Answer:
x = -4 - 18t
y = 5 + 8t
z = 2 + 20t
Explanation:
To find the equation for the tangent plane to the given surface at point P(-4, 5, 2), we need to follow these steps:
(a) Equation of the Tangent Plane:
Calculate the partial derivatives of the surface equation with respect to x, y, and z.
Evaluate the partial derivatives at point P to obtain their values.
Use the values of the partial derivatives and the coordinates of point P to construct the equation of the tangent plane.

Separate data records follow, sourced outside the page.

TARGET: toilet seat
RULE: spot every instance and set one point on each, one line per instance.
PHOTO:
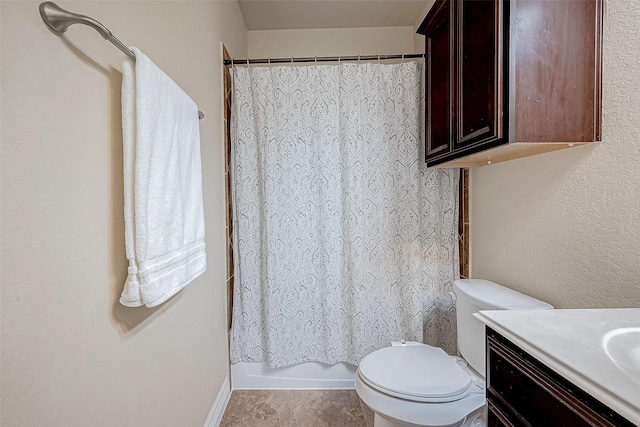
(415, 373)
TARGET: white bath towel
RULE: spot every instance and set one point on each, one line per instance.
(164, 217)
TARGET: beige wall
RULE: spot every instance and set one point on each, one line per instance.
(565, 226)
(330, 42)
(71, 354)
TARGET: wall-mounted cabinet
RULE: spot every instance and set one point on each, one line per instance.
(508, 79)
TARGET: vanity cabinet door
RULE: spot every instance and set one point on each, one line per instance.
(437, 31)
(478, 72)
(522, 391)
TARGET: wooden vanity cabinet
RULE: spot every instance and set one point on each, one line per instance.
(521, 391)
(510, 78)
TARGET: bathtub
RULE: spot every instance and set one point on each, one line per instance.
(309, 375)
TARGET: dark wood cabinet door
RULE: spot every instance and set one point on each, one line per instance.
(478, 72)
(437, 31)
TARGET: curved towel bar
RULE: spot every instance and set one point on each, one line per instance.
(59, 20)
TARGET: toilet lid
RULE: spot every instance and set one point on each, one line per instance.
(417, 373)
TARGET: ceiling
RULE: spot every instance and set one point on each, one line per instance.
(305, 14)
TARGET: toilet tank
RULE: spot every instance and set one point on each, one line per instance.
(473, 295)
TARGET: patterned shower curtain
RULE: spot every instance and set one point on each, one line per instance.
(343, 240)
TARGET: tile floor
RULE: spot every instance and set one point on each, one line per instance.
(295, 408)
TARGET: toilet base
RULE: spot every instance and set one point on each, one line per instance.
(474, 419)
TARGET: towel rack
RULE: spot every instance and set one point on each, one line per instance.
(59, 20)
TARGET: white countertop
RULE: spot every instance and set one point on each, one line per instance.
(572, 343)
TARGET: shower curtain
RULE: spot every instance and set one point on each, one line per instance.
(343, 240)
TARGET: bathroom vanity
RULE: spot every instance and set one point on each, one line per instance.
(563, 367)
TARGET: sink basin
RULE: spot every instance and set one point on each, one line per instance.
(623, 348)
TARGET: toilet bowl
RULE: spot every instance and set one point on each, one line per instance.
(421, 385)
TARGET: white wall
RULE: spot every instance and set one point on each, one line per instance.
(71, 354)
(565, 226)
(330, 42)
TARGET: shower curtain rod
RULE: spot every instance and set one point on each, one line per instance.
(59, 20)
(321, 59)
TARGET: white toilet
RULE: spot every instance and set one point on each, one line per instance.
(415, 384)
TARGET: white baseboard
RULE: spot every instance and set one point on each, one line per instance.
(219, 405)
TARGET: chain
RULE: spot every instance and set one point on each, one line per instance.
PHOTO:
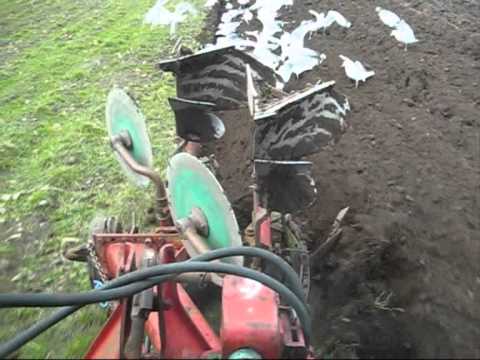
(96, 261)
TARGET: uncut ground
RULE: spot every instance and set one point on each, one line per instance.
(58, 60)
(405, 279)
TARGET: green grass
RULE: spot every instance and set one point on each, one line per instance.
(58, 60)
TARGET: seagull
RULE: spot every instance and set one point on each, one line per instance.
(404, 33)
(355, 70)
(389, 18)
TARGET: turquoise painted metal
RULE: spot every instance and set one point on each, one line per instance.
(123, 115)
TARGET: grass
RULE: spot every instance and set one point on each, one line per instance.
(58, 60)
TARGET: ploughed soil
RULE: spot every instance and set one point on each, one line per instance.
(404, 281)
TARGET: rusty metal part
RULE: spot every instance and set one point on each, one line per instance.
(195, 120)
(142, 305)
(121, 144)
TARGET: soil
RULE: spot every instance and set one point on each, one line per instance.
(404, 280)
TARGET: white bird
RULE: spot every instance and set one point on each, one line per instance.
(159, 15)
(323, 21)
(389, 18)
(404, 33)
(355, 70)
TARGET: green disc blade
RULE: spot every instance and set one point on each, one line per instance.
(192, 185)
(123, 115)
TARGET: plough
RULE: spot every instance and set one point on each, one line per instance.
(153, 282)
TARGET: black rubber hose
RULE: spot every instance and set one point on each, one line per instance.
(45, 300)
(44, 324)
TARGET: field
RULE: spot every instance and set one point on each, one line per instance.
(58, 60)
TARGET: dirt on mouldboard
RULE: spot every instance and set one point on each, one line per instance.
(404, 280)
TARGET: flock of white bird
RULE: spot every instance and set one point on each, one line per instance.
(283, 51)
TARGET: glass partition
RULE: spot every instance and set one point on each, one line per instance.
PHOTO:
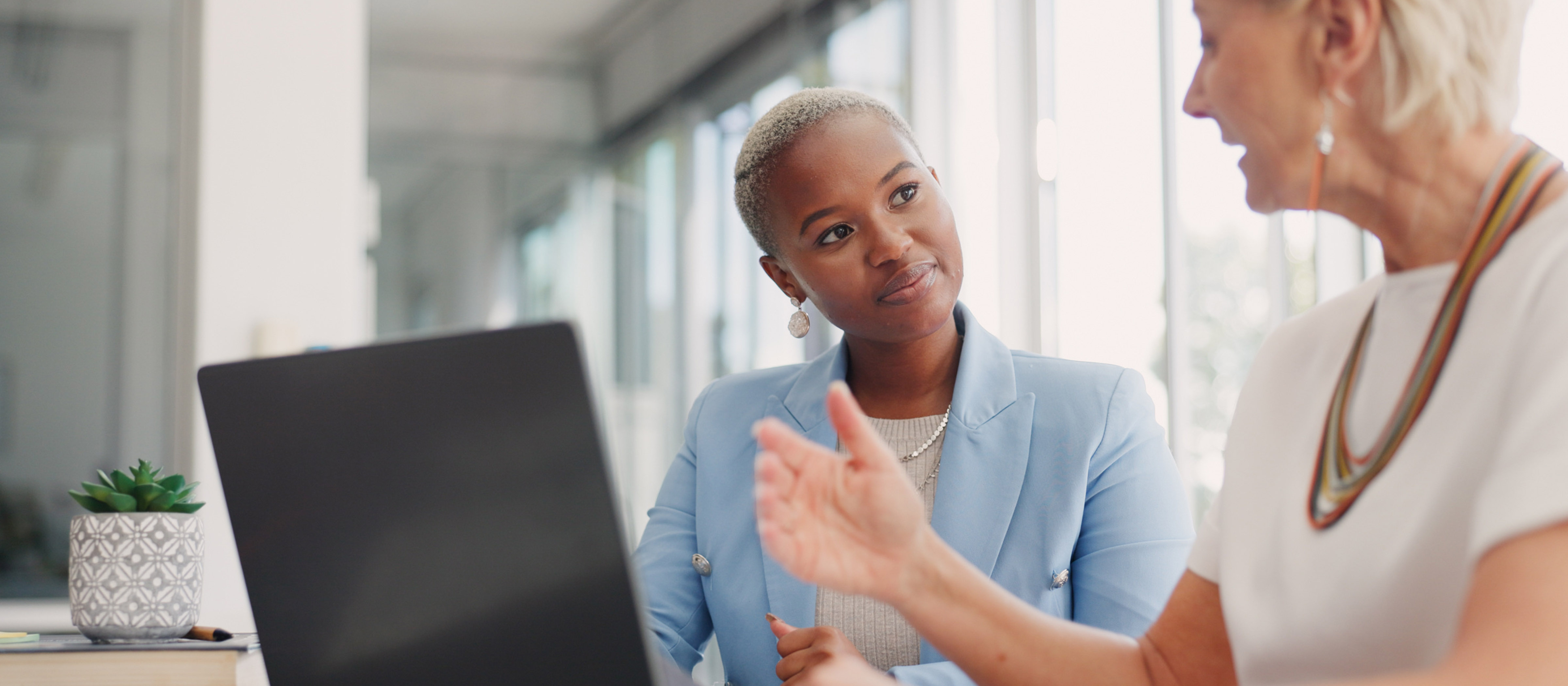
(89, 264)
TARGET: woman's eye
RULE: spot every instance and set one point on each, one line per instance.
(836, 234)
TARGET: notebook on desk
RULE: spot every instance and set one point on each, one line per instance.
(429, 513)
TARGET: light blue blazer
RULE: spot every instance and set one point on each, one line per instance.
(1048, 466)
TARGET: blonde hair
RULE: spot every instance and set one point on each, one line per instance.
(1454, 62)
(777, 131)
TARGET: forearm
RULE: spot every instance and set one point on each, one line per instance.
(1000, 640)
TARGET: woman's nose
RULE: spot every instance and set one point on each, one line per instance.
(891, 243)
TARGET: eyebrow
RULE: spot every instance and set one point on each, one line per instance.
(896, 170)
(830, 210)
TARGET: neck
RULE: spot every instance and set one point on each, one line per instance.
(1418, 190)
(902, 381)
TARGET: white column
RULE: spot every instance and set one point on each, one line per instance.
(280, 193)
(1018, 178)
(974, 157)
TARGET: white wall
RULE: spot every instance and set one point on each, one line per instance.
(281, 223)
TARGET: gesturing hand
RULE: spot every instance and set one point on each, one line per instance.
(821, 655)
(855, 524)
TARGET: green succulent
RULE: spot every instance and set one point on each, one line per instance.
(140, 492)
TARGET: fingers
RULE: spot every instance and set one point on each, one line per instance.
(855, 430)
(799, 640)
(778, 626)
(840, 671)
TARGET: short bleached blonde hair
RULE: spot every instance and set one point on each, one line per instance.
(1453, 63)
(777, 131)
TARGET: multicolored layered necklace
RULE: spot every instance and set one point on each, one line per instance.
(1343, 475)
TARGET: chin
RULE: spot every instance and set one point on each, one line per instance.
(926, 318)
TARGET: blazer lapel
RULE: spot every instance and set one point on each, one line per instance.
(984, 455)
(791, 599)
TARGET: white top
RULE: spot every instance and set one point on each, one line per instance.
(1487, 461)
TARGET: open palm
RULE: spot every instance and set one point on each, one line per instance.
(846, 524)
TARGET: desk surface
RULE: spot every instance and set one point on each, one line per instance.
(82, 644)
(74, 660)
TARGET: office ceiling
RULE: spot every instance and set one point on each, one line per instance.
(520, 29)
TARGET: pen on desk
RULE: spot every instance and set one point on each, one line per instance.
(208, 633)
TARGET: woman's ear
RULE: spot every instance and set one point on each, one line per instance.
(783, 278)
(1351, 35)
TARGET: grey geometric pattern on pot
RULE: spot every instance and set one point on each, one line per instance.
(136, 575)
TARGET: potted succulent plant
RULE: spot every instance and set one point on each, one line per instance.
(136, 561)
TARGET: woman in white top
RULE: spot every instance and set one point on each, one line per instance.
(1396, 496)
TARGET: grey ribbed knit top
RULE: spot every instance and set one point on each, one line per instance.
(880, 633)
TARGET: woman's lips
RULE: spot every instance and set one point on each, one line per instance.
(910, 286)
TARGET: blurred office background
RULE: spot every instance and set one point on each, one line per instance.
(187, 182)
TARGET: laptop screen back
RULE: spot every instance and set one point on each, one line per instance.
(427, 513)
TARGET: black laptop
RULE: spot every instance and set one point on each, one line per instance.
(429, 513)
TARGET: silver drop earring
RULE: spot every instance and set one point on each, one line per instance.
(800, 322)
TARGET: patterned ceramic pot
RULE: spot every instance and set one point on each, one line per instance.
(136, 575)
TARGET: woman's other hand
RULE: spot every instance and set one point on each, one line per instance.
(855, 525)
(804, 649)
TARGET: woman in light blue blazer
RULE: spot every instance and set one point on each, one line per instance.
(1053, 475)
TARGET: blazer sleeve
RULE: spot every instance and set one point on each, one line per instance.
(677, 605)
(1137, 527)
(1133, 546)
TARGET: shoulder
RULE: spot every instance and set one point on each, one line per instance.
(1084, 399)
(1321, 334)
(1534, 264)
(745, 392)
(1054, 375)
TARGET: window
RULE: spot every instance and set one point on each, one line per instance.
(89, 265)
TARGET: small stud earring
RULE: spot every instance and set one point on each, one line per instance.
(800, 322)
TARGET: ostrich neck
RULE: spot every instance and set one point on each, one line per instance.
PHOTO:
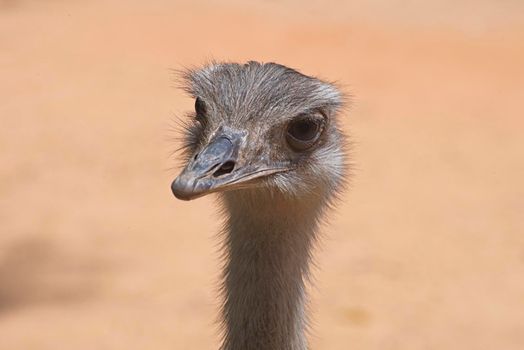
(268, 253)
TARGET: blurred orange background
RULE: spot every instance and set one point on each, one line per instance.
(426, 251)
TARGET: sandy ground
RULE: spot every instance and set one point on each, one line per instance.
(425, 252)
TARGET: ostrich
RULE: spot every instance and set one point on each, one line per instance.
(265, 137)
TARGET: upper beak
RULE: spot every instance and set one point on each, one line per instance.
(216, 167)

Let's calculate the partial derivatives:
∂/∂x (x² - xyz) = 2x - yz
∂/∂y (x² - xyz) = -xz
∂/∂z (x² - xyz) = -xy
Evaluate the partial derivatives at point P(-4, 5, 2):
∂/∂x (x² - xyz) = 2(-4) - 5(2) = -8 - 10 = -18
∂/∂y (x² - xyz) = -(-4)(2) = 8
∂/∂z (x² - xyz) = -(-4)(5) = 20
Now we have the values of the partial derivatives at point P, (-18, 8, 20). Using these values and the coordinates of point P(-4, 5, 2), we can construct the equation of the tangent plane:
-18(x - (-4)) + 8(y - 5) + 20(z - 2) = 0
-18(x + 4) + 8(y - 5) + 20(z - 2) = 0
-18x - 72 + 8y - 40 + 20z - 40 = 0
-18x + 8y + 20z - 152 = 0
So, the equation of the tangent plane to the given surface at point P is -18x + 8y + 20z - 152 = 0.
(b) Parametric Equations of the Normal Line:
The parametric equations of the normal line passing through point P on the surface can be expressed as:
x = -4 + at
y = 5 + bt
z = 2 + ct
Here, a, b, and c are the direction ratios of the normal vector to the surface at point P, which are the coefficients of x, y, and z in the equation of the tangent plane. So, a = -18, b = 8, and c = 20.
Therefore, the parametric equations of the normal line are:
x = -4 - 18t
y = 5 + 8t
z = 2 + 20t
These equations represent the line passing through point P(-4, 5, 2) and normal to the surface at that point.